Laughing, he grabs my wrists, urging calm.

“Easy. There’s just one little hitch you should know about...”

“What? Anything! I don’t think anything could ever ruin this, West.”

“Good, because Aunt Faye wants a job at the museum when it opens,” he says.

“Done!” I laugh, sinking into his arms again, forever my safe harbor. “She can teach Hercules to tap dance for a special exhibit for all I care.”

“Just one day a week,” he says. “She can’t work much more than that because she’ll be busy enough at the B&B.”

I throw myself at him again so hard he loses his balance. We actually tumble over into the sand together.

“You have no idea how much I love you, dream man,” I say.

“Shit, just don’t start calling me that,” he says with a booming laugh. “And I know you love me. Without even trying, you make me feel like the luckiest dude in the universe.”

“Oh, good. Because you’re stuck with Mrs. Luckiest.”

“I’m stuck with a pig,” he grumbles, and I laugh because he can’t hide his affection for the third wheel of our family anymore. “You, I choose every damn day.
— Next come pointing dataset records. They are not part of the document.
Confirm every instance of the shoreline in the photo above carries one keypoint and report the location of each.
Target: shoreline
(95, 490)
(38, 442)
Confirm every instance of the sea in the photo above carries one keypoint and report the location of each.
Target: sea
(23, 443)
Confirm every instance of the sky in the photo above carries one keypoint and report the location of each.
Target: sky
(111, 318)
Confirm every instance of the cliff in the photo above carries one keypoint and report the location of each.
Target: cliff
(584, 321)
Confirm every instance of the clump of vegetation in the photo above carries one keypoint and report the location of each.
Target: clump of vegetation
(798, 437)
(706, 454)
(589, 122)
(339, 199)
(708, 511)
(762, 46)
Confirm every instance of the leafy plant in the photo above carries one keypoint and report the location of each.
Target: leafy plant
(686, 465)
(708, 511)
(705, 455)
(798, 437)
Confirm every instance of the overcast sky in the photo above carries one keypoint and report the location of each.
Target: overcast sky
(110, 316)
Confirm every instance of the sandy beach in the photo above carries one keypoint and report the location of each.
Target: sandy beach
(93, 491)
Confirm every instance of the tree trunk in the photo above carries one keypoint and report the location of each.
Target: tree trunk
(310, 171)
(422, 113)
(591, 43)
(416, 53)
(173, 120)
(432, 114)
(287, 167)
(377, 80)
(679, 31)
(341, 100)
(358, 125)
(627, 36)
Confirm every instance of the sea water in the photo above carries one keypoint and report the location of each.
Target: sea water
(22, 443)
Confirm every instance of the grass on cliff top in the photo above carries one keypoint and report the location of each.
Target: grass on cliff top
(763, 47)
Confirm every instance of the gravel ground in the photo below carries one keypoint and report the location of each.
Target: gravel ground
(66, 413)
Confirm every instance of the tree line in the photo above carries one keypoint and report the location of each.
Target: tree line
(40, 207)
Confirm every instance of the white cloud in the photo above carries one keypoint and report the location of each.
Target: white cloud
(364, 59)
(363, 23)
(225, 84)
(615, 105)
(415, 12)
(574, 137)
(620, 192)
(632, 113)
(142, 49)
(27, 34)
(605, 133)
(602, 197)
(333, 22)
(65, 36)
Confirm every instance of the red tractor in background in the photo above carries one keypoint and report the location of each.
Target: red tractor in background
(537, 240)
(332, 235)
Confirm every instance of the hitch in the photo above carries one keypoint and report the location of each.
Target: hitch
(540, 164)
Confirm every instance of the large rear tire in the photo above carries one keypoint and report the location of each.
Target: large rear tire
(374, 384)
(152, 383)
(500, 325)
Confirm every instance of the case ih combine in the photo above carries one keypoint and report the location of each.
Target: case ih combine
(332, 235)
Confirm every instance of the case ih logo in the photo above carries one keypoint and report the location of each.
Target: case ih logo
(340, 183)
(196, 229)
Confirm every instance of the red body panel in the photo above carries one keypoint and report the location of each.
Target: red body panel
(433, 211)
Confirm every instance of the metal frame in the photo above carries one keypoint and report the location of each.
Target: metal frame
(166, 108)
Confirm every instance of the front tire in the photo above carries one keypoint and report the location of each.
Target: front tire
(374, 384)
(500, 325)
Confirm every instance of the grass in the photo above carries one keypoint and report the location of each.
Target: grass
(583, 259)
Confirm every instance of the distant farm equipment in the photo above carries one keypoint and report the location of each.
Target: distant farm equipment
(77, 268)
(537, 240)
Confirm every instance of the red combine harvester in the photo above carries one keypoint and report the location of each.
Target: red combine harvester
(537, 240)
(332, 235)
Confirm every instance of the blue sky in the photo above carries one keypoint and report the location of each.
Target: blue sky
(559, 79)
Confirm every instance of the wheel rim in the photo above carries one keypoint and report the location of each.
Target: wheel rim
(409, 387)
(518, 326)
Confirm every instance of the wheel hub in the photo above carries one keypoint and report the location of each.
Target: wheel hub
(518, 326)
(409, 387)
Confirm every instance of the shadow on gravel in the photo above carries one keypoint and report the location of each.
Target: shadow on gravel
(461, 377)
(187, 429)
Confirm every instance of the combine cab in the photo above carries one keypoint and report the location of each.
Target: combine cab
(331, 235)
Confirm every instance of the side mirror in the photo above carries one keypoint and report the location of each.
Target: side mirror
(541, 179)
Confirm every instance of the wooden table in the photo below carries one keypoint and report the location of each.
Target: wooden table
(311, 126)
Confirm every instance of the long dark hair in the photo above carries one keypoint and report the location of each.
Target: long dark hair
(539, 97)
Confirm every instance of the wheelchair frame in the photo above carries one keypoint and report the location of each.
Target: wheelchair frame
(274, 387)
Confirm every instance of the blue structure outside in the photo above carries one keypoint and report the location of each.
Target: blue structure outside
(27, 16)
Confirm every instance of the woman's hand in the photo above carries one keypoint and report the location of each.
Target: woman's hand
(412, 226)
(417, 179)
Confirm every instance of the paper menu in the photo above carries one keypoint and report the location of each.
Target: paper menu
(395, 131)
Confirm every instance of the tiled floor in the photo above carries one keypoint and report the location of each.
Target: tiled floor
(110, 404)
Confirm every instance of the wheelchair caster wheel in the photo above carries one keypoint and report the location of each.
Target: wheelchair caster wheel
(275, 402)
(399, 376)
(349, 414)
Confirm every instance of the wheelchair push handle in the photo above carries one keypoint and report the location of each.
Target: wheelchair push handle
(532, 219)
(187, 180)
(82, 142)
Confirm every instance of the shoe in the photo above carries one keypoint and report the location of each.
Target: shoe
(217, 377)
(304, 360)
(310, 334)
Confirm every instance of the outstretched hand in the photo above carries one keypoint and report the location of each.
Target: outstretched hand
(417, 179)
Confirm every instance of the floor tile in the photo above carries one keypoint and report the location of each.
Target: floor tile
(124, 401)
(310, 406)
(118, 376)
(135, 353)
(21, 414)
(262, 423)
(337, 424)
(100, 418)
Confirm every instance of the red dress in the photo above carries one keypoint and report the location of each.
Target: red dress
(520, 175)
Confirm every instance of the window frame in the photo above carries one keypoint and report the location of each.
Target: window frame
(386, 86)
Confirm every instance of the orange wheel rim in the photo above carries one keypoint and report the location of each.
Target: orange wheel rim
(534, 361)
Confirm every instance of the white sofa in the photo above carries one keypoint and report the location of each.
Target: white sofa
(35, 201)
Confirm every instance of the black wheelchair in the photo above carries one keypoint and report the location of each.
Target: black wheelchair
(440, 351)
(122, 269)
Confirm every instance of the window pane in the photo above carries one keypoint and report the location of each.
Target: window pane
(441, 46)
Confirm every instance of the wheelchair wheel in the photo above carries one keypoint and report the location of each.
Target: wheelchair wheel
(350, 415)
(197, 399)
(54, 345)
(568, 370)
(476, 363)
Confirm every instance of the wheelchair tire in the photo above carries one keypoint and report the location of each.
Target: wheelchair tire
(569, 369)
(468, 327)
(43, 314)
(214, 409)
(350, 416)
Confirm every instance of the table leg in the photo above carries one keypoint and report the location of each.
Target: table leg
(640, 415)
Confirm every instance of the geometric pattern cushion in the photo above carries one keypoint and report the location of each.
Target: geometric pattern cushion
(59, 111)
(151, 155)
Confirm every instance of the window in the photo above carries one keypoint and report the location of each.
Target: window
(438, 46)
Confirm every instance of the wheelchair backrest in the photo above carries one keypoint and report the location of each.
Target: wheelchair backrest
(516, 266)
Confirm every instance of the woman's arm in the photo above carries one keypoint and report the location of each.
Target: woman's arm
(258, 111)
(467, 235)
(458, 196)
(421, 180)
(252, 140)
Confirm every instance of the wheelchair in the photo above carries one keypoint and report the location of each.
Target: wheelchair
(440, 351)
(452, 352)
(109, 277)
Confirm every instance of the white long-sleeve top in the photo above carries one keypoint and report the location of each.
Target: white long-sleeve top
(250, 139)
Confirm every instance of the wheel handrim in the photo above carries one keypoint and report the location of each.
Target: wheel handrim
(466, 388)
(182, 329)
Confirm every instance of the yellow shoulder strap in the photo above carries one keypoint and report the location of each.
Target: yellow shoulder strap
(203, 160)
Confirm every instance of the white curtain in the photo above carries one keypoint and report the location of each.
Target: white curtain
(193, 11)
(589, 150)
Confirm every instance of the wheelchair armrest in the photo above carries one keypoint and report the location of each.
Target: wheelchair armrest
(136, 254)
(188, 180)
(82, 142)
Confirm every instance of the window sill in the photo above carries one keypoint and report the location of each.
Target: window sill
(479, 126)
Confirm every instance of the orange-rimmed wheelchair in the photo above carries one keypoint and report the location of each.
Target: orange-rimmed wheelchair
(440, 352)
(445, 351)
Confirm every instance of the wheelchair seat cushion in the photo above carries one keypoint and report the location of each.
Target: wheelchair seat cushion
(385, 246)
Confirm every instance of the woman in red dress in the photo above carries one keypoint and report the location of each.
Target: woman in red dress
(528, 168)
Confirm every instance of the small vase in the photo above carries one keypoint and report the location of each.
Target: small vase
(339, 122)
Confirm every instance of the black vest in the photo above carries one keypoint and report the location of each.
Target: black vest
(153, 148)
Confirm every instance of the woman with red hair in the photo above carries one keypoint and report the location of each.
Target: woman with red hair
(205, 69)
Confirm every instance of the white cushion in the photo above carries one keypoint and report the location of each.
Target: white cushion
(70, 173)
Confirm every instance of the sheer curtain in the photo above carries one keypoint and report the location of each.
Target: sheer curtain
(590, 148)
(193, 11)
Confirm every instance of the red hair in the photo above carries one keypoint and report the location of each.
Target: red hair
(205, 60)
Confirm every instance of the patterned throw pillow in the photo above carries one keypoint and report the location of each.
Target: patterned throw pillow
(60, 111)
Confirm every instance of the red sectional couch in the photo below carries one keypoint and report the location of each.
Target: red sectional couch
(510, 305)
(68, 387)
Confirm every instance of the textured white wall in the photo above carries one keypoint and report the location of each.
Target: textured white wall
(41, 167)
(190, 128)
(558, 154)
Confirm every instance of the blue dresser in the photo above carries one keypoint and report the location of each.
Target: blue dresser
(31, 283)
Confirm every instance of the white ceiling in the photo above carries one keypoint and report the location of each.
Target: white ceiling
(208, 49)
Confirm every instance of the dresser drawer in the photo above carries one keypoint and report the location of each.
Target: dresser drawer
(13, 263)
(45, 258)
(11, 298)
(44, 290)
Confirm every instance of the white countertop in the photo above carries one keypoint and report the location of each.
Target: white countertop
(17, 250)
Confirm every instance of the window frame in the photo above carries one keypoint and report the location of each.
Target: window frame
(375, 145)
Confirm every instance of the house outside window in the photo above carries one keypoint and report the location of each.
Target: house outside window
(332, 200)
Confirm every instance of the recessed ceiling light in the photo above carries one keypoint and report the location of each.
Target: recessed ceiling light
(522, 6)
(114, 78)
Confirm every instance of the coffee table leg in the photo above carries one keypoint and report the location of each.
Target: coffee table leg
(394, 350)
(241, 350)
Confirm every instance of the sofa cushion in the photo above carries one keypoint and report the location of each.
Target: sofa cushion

You’ll be my first, second, third, and thousandth pick forever.”

Have I mentioned I love this man?

Later, we definitely both get luckier, back in our bungalow and surrounded with glowing candles.

Every naked kiss reaffirms our pact as the worst best friends.

We were never meant for longing, and now that we’re together, I’ll never want for anything else.